Are Companies Over-Insuring Their Directors & Officers Insurance? Baldwin Group’s Latest Report Raises Questions

In its newly released 2025 Directors & Officers (D&O) Benchmarking Report, the Baldwin Group, in collaboration with Nasdaq, has uncovered a surprising trend: many public companies may be carrying $10 million to $20 million more in D&O coverage than their actual risk profiles justify.
The Purported Over-Insurance Gap
The report makes the case that many firms—particularly mid-cap companies—are still purchasing far more insurance than they need. For example, a public company with a market capitalization between $500 million and $1 billion faces an average securities class action settlement of $8.2 million, with total risk exposure (including legal costs) ranging from $12 million to $15 million.
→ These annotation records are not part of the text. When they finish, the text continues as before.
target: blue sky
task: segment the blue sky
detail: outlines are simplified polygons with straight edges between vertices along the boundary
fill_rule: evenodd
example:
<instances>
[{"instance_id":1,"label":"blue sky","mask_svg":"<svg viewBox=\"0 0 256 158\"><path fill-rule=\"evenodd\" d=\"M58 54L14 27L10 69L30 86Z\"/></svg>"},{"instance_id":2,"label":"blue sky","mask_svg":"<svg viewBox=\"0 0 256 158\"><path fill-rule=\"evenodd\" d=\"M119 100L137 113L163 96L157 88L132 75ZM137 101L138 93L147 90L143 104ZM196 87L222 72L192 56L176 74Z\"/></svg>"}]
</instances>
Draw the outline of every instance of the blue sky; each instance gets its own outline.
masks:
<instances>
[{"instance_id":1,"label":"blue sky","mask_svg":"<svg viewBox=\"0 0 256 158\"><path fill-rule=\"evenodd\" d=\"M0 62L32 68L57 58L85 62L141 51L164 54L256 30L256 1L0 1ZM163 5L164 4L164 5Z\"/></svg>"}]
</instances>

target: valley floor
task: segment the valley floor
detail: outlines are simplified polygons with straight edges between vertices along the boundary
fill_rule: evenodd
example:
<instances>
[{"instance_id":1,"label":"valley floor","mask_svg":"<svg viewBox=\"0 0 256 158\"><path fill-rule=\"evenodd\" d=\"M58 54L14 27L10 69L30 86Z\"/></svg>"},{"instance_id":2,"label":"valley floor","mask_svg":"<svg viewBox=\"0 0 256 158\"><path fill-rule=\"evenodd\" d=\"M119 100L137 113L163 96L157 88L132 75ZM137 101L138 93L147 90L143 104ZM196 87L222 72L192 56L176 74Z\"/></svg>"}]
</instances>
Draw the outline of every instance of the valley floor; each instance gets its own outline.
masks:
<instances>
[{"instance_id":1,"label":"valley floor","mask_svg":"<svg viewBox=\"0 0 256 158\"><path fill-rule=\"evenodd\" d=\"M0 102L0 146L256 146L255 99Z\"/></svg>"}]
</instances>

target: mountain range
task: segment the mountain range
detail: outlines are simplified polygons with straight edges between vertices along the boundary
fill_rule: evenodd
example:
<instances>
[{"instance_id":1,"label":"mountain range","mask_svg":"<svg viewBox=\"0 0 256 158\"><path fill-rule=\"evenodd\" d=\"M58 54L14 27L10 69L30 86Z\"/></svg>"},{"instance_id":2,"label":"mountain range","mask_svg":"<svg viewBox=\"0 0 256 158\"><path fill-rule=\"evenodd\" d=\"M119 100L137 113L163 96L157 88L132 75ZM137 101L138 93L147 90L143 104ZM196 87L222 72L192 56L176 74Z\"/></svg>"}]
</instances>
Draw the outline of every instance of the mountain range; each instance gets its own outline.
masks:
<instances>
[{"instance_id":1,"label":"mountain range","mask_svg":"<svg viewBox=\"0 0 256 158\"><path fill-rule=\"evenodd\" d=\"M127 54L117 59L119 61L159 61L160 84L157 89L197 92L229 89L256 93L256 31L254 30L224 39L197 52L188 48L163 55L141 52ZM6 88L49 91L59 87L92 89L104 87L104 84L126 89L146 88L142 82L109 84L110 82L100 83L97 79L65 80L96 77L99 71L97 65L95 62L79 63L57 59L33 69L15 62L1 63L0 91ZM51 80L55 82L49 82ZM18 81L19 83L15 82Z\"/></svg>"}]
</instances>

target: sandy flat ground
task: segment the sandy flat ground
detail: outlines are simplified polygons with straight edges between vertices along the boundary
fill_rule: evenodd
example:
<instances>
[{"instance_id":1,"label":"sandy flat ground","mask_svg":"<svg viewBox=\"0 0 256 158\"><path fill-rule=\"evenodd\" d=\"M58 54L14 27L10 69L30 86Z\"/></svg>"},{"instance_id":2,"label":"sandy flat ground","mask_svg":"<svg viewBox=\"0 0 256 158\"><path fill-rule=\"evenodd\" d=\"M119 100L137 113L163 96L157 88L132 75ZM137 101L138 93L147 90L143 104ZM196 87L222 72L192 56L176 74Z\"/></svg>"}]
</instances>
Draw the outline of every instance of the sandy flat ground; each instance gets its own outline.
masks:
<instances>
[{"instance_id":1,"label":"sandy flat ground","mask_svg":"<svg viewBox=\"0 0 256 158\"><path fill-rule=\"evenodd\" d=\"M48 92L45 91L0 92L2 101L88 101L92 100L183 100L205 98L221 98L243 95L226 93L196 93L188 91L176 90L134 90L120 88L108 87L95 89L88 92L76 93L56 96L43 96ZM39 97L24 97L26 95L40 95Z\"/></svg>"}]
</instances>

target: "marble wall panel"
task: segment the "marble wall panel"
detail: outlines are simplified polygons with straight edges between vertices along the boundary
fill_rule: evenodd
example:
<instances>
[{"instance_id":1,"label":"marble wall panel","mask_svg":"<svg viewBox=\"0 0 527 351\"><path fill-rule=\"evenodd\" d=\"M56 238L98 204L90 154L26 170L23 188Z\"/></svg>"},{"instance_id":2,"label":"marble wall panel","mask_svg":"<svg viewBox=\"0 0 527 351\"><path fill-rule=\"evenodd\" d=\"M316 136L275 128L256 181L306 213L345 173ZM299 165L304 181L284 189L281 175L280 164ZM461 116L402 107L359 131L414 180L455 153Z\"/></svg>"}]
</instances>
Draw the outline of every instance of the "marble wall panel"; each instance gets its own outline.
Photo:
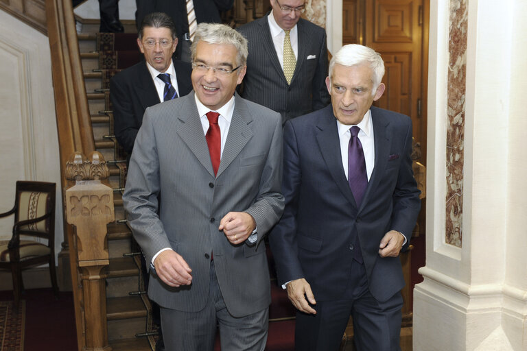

Yet, many companies in this category are purchasing up to $40 million in coverage, signaling a potential over-insurance gap of $15 to $20 million.
Insights from Stanford Securities Class Action Analytics
One of the most interesting sections of the report draws from Stanford Securities Litigation Analytics, which tracks securities class action settlements. According to this data, the median settlement amount for securities class actions fell to $14 million in 2024, marking a significant drop from previous years. The average settlement amount also decreased by 13% to $42.4 million, reinforcing the notion that litigation exposures may be lower than previously estimated.
The Baldwin Group appears to suggest that the discrepancy between actual risk exposure and purchased coverage means that companies may be allocating capital inefficiently, spending millions on insurance limits they may never need. Investors harmed by corporate misconduct may take a different view. Isn’t the whole purpose of insurance to protect against unforeseen events?